Do not pass setup objects into repeated row assembly, BlockLinearProblem matvec/rmatvec, normal-equation accumulation, or CG loops. Those paths should continue to consume concrete tensors, compact block matrices, primitive slices, and locally-bound functions. Additional split points should follow the same rule: normalize or plan before assembly starts, then unpack the result before the measured loop.

Intentional Duplication

Small duplicated loops or validation branches are acceptable when they keep a hot path direct, avoid a tensor allocation, or preserve TorchScript and native dispatch constraints. Before removing duplication in a hot path, identify the benchmark or speed-gate that protects it and compare behavior before and after the change.

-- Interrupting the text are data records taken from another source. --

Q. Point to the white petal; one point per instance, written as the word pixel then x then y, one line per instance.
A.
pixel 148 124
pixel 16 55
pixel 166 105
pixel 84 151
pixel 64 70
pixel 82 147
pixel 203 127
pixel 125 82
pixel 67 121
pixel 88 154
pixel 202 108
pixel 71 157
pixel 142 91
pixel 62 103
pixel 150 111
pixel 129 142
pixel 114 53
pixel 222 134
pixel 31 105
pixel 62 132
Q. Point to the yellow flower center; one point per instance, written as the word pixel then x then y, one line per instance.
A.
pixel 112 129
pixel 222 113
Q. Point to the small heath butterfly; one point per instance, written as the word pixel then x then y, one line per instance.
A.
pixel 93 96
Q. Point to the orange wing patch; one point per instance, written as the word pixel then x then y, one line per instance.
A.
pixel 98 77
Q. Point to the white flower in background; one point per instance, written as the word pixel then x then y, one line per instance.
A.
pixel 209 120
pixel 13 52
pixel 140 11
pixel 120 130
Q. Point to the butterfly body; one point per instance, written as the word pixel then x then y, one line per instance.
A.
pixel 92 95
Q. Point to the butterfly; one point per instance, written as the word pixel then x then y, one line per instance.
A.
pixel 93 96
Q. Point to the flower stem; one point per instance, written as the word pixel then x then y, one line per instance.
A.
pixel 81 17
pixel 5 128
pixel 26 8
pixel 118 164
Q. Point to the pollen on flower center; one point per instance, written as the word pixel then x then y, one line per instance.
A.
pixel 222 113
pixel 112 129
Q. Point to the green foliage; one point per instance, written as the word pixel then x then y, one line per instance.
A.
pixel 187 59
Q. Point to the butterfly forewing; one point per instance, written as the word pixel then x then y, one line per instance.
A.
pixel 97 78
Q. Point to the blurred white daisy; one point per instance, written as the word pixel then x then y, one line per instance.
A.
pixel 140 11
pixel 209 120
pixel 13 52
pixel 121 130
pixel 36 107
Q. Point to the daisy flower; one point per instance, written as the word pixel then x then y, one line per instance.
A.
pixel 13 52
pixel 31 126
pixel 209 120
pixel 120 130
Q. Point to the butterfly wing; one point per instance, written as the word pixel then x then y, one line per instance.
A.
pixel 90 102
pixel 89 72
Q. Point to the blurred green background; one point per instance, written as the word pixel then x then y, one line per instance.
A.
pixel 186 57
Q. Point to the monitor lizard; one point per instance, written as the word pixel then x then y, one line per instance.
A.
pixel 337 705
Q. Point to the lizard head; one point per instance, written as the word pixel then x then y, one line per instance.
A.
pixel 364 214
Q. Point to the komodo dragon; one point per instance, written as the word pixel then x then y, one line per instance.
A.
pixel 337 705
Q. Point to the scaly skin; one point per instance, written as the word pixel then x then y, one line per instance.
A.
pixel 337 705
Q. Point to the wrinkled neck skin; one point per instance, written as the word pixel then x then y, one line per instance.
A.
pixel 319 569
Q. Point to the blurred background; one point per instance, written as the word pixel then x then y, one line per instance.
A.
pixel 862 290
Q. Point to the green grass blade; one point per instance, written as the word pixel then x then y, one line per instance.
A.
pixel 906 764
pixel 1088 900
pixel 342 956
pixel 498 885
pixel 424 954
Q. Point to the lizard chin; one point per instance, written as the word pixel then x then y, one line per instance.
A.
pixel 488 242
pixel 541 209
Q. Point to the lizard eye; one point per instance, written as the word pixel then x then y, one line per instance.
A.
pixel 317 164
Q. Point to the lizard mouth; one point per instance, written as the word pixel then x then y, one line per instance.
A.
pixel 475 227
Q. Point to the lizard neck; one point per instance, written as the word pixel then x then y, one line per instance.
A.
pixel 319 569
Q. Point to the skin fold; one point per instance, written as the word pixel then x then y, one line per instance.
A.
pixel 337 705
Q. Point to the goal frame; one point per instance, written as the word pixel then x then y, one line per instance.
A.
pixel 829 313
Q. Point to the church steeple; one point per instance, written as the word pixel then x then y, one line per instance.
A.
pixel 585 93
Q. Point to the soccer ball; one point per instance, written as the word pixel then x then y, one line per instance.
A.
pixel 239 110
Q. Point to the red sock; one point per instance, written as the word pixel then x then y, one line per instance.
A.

Prefer shared helpers for metadata hashing, public contract validation, docs, configuration parsing, and non-hot-path orchestration. Prefer local specialized code for kernel-adjacent tensor layout and high-frequency matrix operations.

Known Technical Debt

The least-squares package still reaches into selected term-private assembly helpers for optimized design-matrix construction. That dependency is deliberate for now because moving it would touch performance-sensitive fitting paths. Treat it as technical debt to document and measure before refactoring, not as a cleanup candidate for onboarding-only passes.